これらの症状は、歯科学的に「不可逆性歯髄炎(回復不可能な神経の炎症)」と診断されます。冷たい刺激に反応する表層のセンサーではなく、より歯の深部にあり、持続的な鈍痛や激痛を伝える神経(C線維)が強い炎症を起こしている状態です。
複数の臨床研究やガイドラインにおいても、温熱刺激による持続痛や自発痛がある場合、歯髄を保存できる(神経を残せる)確率は極めて低いと報告されています。
この場合は痛みを我慢せず、神経を取り除いて感染を防ぐ治療(抜髄処置)を早急に行う必要があります。

症状と診断のエビデンスまとめ

冷たいもので「一瞬」しみる場合

歯の内部で起きていること: 歯の細胞(象牙芽細胞のセンサー)が一時的に過敏になっている状態です(可逆性歯髄炎)。
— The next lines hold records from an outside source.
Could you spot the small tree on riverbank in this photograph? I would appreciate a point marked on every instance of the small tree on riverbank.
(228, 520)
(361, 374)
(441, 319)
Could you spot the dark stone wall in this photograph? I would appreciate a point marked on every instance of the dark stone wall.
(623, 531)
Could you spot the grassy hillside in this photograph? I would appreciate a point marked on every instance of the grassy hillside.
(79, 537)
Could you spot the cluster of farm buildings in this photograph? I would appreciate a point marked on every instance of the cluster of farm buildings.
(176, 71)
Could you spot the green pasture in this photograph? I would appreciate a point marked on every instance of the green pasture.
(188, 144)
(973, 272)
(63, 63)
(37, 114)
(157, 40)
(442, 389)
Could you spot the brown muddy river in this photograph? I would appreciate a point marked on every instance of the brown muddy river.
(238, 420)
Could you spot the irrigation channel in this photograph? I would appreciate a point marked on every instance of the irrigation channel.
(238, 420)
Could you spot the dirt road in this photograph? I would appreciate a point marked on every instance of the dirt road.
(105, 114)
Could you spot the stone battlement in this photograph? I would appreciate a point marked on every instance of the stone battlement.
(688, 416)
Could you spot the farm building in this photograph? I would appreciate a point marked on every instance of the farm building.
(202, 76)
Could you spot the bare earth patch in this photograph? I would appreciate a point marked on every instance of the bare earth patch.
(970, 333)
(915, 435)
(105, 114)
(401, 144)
数ヶ月かけて「修復象牙質」が形成されることで回復が見込めます。

当クリニックでの推奨事項: 数週間~数ヶ月様子を見る(神経を残せる可能性が高いです)

温かいもので「持続的」に痛む・何もしなくても痛い(自発痛)場合

歯の内部で起きていること: 深部の神経まで強い炎症が波及している状態です(不可逆性歯髄炎)。放置すると神経が壊死し、根の先まで感染が広がるリスクがあります。

当クリニックでの推奨事項: 早急に受診する(神経の処置が必要な場合が多いです)

治療後にしみる症状が出ると不安になるかもしれませんが、それが「冷たいものへの一過性の痛み」であれば、あなたご自身の体が科学的データ通りに「神経を守るための壁」を一生懸命に作っている期間であることが多いのです。

とはいえ、ご自身で痛みの種類や原因を客観的に判断するのは大変難しいと思います。
「この痛みは様子を見ていて大丈夫かな?」と迷った時や、痛みが日に日に強くなっていると感じる時は、決してご無理をなさらず、いつでもお気軽に瀬谷アクロスデンタルクリニックへご相談ください。
正しい診断とエビデンスに基づき、最善の治療法をご提案いたします。

【参考文献】

1.AAE Consensus Conference Recommended Diagnostic Terminology. (2009)
米国歯内療法学会(AAE)が定める、可逆性・不可逆性歯髄炎などの国際的な診断基準。

2.Bernal, L., et al. “Odontoblast TRPC5 channels signal cold pain in teeth.” Science Advances (2021)
象牙芽細胞が「TRPC5」という温度センサーを持ち、冷たい刺激を感知して神経へ痛みのシグナルを伝達していることを解明した最新の研究論文。

3.Hargreaves, K. M., et al. “Cohen’s Pathways of the Pulp 12th Edition” Elsevier (2020)
世界的な歯内療法学の成書。修復象牙質の形成速度(1日約1〜2μm)や、歯髄の生理学的なメカニズムに関する記述を参照。

4.Brännström, M. “Sensitivity of dentine.” Oral Surgery, Oral Medicine, Oral Pathology (1966)
歯がしみる痛みの基本メカニズムである「動水力学説(Hydrodynamic theory)」を提唱した古典的かつ重要な論文。